Our biggest gains came from our key insight to share the experiences generated by the portfolio of policy gradient learners and neuroevolution actors. Further, the portfolio of learners is also optimized across varying resolutions of the same underlying task. This enables them to reach parts of the search space that they would not have reached by themselves. The CERL implementation facilitates collective exploitation of these diverse experiences by enabling solutions that are not feasible by any individual algorithm on its own. Using CERL, we were able to solve robotics benchmarks using fewer cumulative training samples than using traditional methods that rely on gradient-based or evolutionary learning alone. Since our solution involves a memory intensive process of a large population of networks performing forward propagation, it was able to take advantage of large CPU clusters rather than memory-limited GPUs.

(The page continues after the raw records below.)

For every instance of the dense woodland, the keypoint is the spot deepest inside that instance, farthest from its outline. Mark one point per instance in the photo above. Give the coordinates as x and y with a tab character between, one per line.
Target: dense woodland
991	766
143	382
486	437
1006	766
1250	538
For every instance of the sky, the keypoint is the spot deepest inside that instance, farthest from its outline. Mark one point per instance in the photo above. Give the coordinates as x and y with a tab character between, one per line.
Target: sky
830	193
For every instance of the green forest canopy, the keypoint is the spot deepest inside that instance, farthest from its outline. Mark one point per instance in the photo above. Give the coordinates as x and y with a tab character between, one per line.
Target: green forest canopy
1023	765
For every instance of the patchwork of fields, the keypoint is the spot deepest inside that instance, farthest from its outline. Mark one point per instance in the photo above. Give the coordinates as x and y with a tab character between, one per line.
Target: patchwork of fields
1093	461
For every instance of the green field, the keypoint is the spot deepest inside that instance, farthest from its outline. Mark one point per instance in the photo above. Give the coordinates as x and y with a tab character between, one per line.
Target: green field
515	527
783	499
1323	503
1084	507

We tested CERL with these standard academic benchmarks: Humanoid, Hopper, Swimmer, HalfCheetah, and Walker2D. The most complex benchmarks involve continuous control tasks, where a robot produces actions that are not discrete. For example, the OpenAI Gym Humanoid benchmark requires a 3D humanoid model to learn to walk forward as fast as possible without falling. A cumulative reward reflects the level of success for this task. This problem is made difficult due to the relatively large state space as well as a continuous action space – since the walking speed can be selected from a continuous range of values.

Until recently, the Humanoid benchmark was unsolved (robots could learn to walk, but they couldn’t keep up a sustained walk). Our team solved it using CERL and achieved a score of about 4,702 in 1M time steps. Another team from UC Berkeley recently solved the Humanoid benchmark using a complementary approach and we are working to combine both teams’ approaches.

Use Cases

The CERL solution fits any large-scale decision-making problem that solves a complex task. It is especially suited to tasks that have multiple hierarchies of requirements like Physical Robotics, complex games, and autonomous driving, among others. Our team is currently working on applying CERL to automatically map various parts of a neural network to various memory and compute units on processors and thus satisfy multiple performance specifications simultaneously.